5 Factors That Decide Your Credit Score
Your credit score is an essential factor when it comes to buying a home. It determines whether a buyer qualifies for a mortgage and at what interest rate. Lenders use credit scores to assess the risk of lending money to potential homebuyers. Therefore, it is crucial to understand the factors that influence your credit score.
The five key factors that determin your credit score are: Payment history, length of credit history, amounts owed, credit mix, and any new credit recently obtained. Let's dive into these five key factors.
1. Payment History: Your payment history is the most critical factor affecting your credit score. It accounts for approximately 35% of the total score. Lenders want to see consistent, on-time payments for all your debts, including credit cards, loans, and utilities.
2. Length of Credit History: The length of your credit history makes up around 15% of your credit score. Lenders want to see a longer credit history to assess your borrowing habits.
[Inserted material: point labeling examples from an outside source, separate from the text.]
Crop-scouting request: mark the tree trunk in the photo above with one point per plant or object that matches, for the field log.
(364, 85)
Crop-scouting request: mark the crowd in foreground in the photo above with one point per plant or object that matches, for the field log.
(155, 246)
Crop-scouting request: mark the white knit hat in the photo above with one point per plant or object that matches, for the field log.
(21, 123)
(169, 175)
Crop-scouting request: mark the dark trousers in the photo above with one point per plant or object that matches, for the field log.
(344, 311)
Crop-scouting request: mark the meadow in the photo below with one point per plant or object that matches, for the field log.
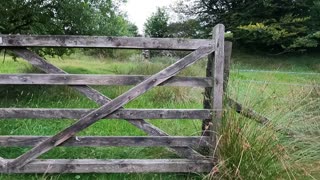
(286, 89)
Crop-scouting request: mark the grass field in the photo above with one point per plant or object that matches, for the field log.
(291, 100)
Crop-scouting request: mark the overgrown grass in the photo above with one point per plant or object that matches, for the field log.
(247, 150)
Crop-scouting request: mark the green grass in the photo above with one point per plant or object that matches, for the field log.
(244, 154)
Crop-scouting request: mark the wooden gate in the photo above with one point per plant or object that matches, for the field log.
(113, 108)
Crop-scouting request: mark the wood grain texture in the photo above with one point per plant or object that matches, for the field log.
(39, 113)
(100, 99)
(110, 107)
(113, 166)
(76, 79)
(102, 42)
(227, 64)
(98, 141)
(217, 92)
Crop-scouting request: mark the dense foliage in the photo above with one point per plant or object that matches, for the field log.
(276, 25)
(157, 24)
(69, 17)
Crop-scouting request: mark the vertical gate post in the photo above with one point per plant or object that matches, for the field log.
(218, 80)
(213, 96)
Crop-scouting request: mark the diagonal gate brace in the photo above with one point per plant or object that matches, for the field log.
(109, 107)
(101, 99)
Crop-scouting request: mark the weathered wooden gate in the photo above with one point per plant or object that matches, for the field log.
(193, 162)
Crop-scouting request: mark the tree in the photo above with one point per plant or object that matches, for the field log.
(277, 25)
(63, 17)
(190, 28)
(157, 24)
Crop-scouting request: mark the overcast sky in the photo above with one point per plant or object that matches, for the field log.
(139, 10)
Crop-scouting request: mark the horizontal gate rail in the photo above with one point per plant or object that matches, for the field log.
(100, 99)
(113, 166)
(113, 109)
(39, 113)
(76, 79)
(114, 141)
(102, 42)
(110, 107)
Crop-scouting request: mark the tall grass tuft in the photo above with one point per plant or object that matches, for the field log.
(247, 150)
(281, 149)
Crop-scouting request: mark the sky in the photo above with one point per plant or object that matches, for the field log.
(139, 10)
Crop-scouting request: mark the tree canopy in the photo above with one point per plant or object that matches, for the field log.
(157, 24)
(276, 25)
(64, 17)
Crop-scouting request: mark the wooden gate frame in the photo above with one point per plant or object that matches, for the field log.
(194, 162)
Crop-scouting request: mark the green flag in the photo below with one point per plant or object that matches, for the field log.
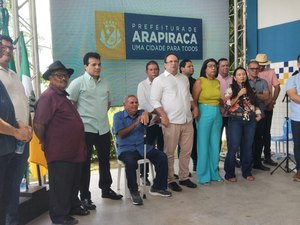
(4, 21)
(24, 67)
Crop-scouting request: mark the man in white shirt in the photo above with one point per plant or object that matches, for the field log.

If you have a limited credit history, it is advisable not to close old credit accounts, as they contribute to the overall length of your credit history.
3. Amounts Owed: The amount you owe on your credit accounts contributes to 30% of your credit score. Lenders evaluate your credit utilization ratio, which is the amount of credit you have used compared to your total available credit. It is ideal to keep your credit card balances low and avoid maxing out your credit limits.
4. Credit Mix: The variety of credit accounts you have also impacts your credit score, accounting for approximately 10%. Lenders prefer to see a mix of installment loans (such as mortgages or car loans) and revolving credit (such as credit cards). This demonstrates your ability to handle different types of credit.
5. Any New Credit: Opening numerous new credit accounts within a short period can negatively affect your credit score. This factor contributes about 10% to your overall score. Multiple credit inquiries can signal financial distress or a higher risk of default to lenders.
Understanding these factors can help you take proactive steps to improve your credit score before applying for a mortgage. It is advisable to review your credit report regularly, address any errors, and maintain good financial habits.